For me, the most moving story was Renée Otman’s ‘Cold Blood’. How can anyone plan and carry out the murder of a six-month-old baby? Here is evil beyond belief. The story is particularly moving because Otmar is the aunt of baby Jordan. She tells of her return from Australia to Cape Town after ten years for such an horrific reason, through the drawn-out trial of the perpetrators, to the final heart-rending words from Jordan’s mother after the verdict: “I kept standing there and thinking that it’s all over, but still she is not coming back. I thought that perhaps if I stood there long enough she would come back. But she won’t.”
Robin Bowles outlines the amazing work done by police across the world, and a computer forensic examiner in the USA in particular, in ‘Rescuing Tara’ whose prolonged abuse was chronicled on the internet through pornographic sites.
Interspersed with these harrowing tales, there are stories on CSI – the difference between real life and television; the ‘considerate robbers’ of the Great Bookie Robbery; how a high-profile murder trial is very like the opening night of a new play or opera; and the days of learning the craft of journalism on the job.
Jacqui Horwood takes us on an exciting ride with Task Force Zebra, formed in 1982, which used entrepreneurial investigative techniques which became the investigations model still used today; and we learn about Griffith, the MacKay, murder, Al Grassby, defamation libel and the Mafia in ‘Spreading the Mafia Stain.”

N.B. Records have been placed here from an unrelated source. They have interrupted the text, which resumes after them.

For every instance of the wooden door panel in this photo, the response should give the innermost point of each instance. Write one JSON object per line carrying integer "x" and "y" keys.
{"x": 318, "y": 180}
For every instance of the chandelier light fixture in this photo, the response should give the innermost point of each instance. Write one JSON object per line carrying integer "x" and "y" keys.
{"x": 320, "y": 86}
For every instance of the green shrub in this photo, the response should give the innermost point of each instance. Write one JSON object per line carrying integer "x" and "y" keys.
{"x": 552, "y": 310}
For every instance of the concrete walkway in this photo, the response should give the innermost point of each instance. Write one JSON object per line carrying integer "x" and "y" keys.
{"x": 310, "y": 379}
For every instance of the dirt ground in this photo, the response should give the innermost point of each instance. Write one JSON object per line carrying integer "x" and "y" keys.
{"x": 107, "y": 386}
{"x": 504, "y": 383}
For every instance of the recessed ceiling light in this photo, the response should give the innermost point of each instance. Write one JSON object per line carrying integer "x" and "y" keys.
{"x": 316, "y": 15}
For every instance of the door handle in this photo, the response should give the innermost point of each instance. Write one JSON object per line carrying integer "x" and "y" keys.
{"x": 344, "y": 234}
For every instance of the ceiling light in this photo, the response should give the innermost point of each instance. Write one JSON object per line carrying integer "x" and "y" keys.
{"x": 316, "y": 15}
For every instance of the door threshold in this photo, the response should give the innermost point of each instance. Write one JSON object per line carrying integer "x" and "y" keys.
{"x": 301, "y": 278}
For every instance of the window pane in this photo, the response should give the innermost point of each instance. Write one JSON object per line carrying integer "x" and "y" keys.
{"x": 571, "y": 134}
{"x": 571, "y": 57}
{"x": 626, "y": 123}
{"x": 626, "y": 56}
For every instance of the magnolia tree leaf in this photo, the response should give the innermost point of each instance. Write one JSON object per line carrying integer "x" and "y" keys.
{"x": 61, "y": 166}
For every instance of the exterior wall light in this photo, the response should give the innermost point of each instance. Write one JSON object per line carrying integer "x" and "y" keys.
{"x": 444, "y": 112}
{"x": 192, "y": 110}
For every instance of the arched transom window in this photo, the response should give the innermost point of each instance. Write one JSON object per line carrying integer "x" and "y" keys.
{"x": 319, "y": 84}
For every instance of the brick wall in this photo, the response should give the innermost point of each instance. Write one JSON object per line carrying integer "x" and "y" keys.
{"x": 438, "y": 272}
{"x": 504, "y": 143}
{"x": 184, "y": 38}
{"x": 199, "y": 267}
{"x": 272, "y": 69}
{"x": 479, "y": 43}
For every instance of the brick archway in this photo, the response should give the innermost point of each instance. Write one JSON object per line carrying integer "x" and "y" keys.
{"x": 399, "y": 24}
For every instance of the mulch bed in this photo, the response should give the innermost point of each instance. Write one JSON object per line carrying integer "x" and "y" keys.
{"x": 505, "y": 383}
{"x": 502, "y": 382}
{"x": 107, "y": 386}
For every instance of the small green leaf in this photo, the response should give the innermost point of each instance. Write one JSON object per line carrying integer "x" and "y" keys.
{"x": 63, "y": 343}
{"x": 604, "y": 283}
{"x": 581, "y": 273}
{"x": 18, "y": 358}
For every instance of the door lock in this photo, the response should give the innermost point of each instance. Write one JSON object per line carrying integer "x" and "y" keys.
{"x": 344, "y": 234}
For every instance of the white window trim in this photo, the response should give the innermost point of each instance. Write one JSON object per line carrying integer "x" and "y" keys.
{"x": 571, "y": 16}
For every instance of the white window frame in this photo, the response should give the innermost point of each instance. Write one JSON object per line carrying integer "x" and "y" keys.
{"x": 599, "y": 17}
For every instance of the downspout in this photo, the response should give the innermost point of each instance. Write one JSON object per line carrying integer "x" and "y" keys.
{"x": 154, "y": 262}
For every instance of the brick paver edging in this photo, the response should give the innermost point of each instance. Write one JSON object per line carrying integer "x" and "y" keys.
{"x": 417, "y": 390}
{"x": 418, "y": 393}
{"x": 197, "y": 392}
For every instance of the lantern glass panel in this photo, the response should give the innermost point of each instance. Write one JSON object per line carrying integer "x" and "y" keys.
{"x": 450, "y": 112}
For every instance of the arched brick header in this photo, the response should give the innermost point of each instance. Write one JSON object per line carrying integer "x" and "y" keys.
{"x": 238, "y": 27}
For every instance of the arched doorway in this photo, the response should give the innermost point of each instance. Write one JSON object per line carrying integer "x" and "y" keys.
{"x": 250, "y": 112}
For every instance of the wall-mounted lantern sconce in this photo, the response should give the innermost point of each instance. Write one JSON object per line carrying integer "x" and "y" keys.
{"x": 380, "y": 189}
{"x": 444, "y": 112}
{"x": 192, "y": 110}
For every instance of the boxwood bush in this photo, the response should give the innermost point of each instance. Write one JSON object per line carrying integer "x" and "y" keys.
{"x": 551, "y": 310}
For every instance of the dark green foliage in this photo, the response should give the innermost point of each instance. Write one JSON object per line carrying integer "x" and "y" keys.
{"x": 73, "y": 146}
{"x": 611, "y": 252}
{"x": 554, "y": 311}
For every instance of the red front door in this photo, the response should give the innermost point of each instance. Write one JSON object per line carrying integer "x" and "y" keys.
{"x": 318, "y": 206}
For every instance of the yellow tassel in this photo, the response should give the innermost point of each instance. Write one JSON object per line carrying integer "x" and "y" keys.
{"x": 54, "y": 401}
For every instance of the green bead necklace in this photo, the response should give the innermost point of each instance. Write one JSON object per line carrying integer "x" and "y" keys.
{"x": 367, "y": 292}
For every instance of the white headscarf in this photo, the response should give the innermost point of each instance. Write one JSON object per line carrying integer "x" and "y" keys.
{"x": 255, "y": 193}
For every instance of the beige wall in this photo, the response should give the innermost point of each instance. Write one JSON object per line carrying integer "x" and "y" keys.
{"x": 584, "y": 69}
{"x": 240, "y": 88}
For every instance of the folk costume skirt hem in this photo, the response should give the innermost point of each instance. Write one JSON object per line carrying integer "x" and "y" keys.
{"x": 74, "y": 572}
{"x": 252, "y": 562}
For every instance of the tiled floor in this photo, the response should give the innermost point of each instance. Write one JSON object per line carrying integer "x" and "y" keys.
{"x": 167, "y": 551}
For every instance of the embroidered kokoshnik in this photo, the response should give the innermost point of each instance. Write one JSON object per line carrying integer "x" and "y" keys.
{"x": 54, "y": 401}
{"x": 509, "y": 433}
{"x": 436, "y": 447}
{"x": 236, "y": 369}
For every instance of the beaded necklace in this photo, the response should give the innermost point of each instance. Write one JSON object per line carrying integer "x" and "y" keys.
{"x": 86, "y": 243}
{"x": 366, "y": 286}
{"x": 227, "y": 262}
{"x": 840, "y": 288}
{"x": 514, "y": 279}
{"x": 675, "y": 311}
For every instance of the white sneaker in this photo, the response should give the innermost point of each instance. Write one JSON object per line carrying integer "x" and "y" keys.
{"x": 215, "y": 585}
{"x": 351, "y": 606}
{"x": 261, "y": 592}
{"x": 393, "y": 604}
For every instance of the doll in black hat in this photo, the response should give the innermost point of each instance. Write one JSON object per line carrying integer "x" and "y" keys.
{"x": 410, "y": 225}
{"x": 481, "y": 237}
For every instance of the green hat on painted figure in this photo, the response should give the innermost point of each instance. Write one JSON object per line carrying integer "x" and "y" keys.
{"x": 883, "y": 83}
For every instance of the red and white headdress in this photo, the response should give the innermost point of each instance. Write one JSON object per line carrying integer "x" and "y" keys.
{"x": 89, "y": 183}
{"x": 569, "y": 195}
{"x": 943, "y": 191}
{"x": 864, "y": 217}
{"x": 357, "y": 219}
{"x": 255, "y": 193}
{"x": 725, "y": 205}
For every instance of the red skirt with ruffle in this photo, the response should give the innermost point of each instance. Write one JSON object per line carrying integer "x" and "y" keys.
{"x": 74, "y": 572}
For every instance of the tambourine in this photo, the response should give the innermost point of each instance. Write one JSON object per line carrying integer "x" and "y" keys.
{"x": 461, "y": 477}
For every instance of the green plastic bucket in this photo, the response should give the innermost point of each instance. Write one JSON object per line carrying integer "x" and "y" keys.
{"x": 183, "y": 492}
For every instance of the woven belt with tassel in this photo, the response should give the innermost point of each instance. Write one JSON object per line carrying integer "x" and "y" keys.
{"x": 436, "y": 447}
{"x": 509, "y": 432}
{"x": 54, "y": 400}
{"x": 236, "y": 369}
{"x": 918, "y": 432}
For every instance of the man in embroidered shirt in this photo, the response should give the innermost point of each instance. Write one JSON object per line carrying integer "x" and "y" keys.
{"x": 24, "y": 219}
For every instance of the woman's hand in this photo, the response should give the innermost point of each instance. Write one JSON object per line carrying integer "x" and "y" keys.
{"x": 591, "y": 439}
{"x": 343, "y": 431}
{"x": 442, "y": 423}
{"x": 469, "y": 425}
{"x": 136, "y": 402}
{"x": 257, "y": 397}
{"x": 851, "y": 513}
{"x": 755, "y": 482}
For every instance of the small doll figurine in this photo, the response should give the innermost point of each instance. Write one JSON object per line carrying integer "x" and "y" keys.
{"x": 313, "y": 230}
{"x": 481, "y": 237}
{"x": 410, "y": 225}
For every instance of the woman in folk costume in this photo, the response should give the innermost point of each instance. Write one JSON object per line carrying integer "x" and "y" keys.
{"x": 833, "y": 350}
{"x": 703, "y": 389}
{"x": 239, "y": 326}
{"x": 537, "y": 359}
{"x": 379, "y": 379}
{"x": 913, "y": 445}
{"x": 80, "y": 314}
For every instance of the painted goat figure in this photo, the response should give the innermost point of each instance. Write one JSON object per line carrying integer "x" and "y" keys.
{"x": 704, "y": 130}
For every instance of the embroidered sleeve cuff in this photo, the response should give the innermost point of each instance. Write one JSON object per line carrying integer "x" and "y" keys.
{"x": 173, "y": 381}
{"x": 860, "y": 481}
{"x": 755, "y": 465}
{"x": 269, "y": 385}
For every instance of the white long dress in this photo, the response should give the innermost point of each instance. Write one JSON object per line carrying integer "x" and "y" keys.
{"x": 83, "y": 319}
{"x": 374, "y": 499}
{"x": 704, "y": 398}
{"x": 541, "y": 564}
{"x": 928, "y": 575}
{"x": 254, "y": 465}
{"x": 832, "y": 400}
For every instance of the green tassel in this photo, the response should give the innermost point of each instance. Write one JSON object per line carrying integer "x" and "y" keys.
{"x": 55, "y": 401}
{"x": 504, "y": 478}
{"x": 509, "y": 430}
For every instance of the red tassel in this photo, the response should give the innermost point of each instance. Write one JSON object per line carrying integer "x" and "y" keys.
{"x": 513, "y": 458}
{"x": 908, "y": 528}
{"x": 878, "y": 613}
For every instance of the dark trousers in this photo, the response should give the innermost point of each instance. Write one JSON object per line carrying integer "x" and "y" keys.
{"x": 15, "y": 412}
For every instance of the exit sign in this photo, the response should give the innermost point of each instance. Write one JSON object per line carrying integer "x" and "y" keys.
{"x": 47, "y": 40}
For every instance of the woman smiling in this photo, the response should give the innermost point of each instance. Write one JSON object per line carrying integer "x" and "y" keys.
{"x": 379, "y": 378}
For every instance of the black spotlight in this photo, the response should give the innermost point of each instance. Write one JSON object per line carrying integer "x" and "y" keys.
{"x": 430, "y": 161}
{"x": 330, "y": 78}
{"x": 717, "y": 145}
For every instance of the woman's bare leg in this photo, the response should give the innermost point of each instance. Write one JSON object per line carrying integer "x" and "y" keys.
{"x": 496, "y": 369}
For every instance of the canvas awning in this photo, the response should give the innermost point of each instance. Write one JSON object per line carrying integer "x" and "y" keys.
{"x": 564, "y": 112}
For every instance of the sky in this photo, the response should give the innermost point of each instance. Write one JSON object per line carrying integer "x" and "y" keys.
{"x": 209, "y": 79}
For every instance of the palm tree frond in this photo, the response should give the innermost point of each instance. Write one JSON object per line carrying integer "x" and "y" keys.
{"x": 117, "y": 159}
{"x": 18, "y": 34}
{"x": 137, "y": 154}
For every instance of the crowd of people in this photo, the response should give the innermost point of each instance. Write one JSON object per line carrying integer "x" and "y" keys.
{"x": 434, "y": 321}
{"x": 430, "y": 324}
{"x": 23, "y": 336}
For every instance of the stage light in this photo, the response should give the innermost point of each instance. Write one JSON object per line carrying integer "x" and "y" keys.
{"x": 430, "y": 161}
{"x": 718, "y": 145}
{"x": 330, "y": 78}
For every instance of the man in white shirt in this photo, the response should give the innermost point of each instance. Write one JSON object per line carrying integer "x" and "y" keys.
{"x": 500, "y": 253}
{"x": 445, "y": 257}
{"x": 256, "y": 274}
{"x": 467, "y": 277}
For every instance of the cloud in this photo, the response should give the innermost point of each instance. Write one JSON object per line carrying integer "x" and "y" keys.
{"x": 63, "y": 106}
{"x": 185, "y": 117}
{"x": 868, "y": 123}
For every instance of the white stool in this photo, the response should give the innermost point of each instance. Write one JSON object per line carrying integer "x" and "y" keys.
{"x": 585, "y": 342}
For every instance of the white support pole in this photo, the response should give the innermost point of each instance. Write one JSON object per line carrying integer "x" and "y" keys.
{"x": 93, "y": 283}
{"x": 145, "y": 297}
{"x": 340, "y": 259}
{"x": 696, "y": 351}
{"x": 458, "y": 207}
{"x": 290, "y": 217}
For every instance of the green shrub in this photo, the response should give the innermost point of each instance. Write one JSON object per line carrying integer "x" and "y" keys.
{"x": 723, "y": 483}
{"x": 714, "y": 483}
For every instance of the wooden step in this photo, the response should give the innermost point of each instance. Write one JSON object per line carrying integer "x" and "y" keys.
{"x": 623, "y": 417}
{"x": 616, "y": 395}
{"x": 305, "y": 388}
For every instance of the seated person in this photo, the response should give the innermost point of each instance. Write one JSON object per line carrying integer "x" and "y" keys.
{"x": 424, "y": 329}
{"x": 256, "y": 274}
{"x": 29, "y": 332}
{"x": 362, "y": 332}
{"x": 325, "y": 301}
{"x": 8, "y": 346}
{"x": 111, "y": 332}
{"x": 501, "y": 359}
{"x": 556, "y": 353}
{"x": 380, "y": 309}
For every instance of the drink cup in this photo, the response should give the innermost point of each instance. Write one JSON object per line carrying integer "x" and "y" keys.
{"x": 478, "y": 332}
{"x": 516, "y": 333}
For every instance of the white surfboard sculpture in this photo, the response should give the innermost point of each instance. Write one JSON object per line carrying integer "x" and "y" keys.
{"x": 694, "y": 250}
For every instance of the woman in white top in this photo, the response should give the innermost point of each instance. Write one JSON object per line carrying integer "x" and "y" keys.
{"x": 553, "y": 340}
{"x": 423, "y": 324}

John Allin, as a young journalist, thought he believed that stories shouldn’t be allowed to get under your skin – that journalism was just a job after all. His story of Kirste, a beautiful little girl abducted in South Australia, broke that golden rule. She did get under his skin and, more than that, he was inspired by her parents who, when he revisited them 32 years later, still did not know what had happened to their daughter. But their story was not one of revenge or bitterness. Rather it was one of love and courage and is another very moving account.
So, when you pick up this book, expect to read of evil. But expect also to read of men and women who are working to combat that evil and, from time-to-time, succeeding. Expect to be moved to tears of sadness. But also expect tears of admiration.